Parashat Bamidbar, 5770, Daniel Schifrin

Parsha Bamidbar

May 15, 2010 / 2 Sivan, 5770

Daniel Schifrin

Numbers 1:1-4:20

When I was a kid, we divided up Parshiot into categories that were theologically unsophisticated, but – at least to us – utterly obvious. The key categories included:

  • The Begats…this person began this person, unto the twentieth generation.
  • The Borings…the number of cubits it took to build the ark or the tabernacle…
  • The Yuckies…what kinds of leprosy you could get, the animals and kinds of people you couldn’t lay with, etc. 

This week’s parsha, Bamidbar, in which Moses is given a process with which to develop the protocols for developing a census in the desert, would have fallen into the wasteland between the child categories of the begats and the borings. The Parsha begins:

“On the first day of the second month, in the second year following the Exodus from the land of Egypt, the Lord spoke to Moses in the wilderness of Sinai, in the Tent of Meeting, saying: Take a census of the whole Israelite community by the clans of its ancestral houses, listing the names, every male, head by head….”

And gosh darnit, that’s what happens for several pages.

Since this is Shabbat yaldanu, the Sabbath of our children, a moment when we take a moment to value our children, as well as the education they are receiving here, it’s seems appropriate to ask: What does a child absorb from these lists of names? 

The draft of my answer is: not the list of names, but an interruption halfway through the narrative. 

What is this tear in the narrative? A summary of the story of Nadav and Abihu, two of Aaron’s sons, about whom we know little other than the fact of their sudden and tragic death. Their story is told earlier in the Torah, but it is the sudden eruption of this tale – between the listing of the enrollments of the house of Israel, and the description of the duties of the house of Levi – that interests me.

“These were the names of Aaron’s sons: Nadav, the first-born, and Abihu, Eleazar and Itamar; those were the names of Aaron’s sons, the anointed priests who were ordained for priesthood. But Nadav and Abihu died by the will of the Lord, when they offered alien fire before the lord in the wilderness of Sinai…”

Imagine for a moment that the parsha is a Shabbes conversation, two families with adults and children sitting down over dinner. The adults are talking about adult matters, perhaps the equivalent in boringness, at least for kids, of lists of begats. The adults discuss whether they should get Marvin windows, say, or perhaps something a bit more crafty, then someone interjects – oh, did you hear about the Klein’s and that terrible plane accident; they shouldn’t have flown that Cesna by themselves – and then you go back to mortgages and the refinance.

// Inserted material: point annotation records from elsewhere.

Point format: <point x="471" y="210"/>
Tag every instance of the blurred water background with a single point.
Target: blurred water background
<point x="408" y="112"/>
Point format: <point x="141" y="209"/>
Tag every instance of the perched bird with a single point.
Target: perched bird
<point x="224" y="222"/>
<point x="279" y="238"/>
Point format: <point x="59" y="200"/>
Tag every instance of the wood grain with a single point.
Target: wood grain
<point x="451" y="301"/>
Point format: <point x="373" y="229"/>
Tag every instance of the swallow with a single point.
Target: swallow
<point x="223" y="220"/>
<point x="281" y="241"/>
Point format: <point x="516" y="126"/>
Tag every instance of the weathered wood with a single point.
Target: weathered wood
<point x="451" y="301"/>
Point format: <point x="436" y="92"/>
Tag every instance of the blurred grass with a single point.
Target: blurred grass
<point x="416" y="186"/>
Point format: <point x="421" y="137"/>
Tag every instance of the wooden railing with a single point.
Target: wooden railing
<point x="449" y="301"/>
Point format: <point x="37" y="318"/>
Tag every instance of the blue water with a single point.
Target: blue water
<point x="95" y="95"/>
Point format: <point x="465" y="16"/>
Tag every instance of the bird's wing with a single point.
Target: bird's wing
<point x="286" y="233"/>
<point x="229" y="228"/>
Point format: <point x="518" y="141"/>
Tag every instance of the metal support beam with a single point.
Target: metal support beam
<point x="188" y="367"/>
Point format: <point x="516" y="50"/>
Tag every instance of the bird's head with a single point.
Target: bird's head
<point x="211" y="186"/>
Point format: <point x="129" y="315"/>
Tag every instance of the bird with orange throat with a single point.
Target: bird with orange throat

What does a kid pick out in this long conversation? They hear the change in tone, the place where the story reveals its complex and dynamic lessons. This parsha is a long, adult conversation, but a kid is grabbed by this change in tone. Here is the place a child, struggling to understand the text, the community, and their place in it, wants to climb through.

And I think further about Aaron’s sons…I imagine them as 12-year-old boys, Levitical pre-teens who know just enough to be dangerous. They know that something unbelieavably important is going on in the tabernacle, and yet all they see around them is adults walking around the camp with clipboards, like camp counselors counting suitcases after the buses leave, counting and re-counting the sons of the tribes. 

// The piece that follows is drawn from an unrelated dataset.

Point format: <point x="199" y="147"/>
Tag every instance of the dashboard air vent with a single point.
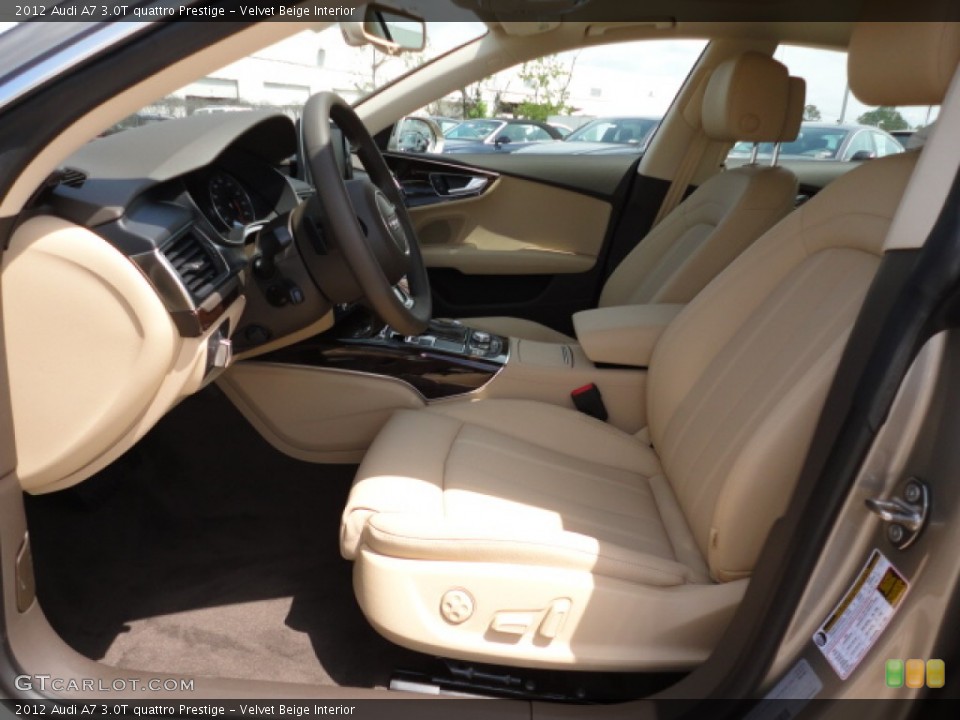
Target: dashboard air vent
<point x="72" y="177"/>
<point x="193" y="262"/>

Abihu and Nadav, pulled toward the tabernacle by the desire to know more, bored by the orderings all around them, and wanting to emulate the priestly actions they have been watching so carefully, want to offer their own sacrifice. They are a little bit mystical, a little bit naughty, a bit too big for their britches. They think the world revolves around them. They reject the community’s thirst for order and stumble into the epicenter of divine dynamism with tragic results.

This is what a kid, reading this parsha carefully, might hear. And what do they learn? An ambiguous lesson, as most of our lessons to our kids are when it comes to independence: Emulate us, be creative, make your own fire in your own way; but don’t make it too hot, or too strange.

One final thought. I note in myself, as an adult still struggling to understand the text as a 42-year-old, and as a parent trying to explain it to my kids, my increasing pull toward the begats and the borings. If the Bible, as life itself, can be seen as a yin-yang of order and chaos, I note the gradual shift in myself toward an appreciation of genealogy, the uncontaminated transmission of ideas and values, the pleasure of order and routine, just as I notice my kids’ increasing fascination with variations of what could be called the Yuckies – the chaos, exceptionalism, danger and that lead to whatever their equivalent is of leprosy, banishment, and disappearance. Of course the Yuckies is where the fun is, as Bruce Springsteen reminds us in his otherwise incomprehensible song about being told not to look at the sun, even thought that’s where the fun is.

The lesson for me, then, after all is said and done, is to understand how the begats, the borings and the yuckies all work together, to ground myself in the facts and lists that make a community function, but be aware – and also to celebrate – the dynamism and value of the Yuckies.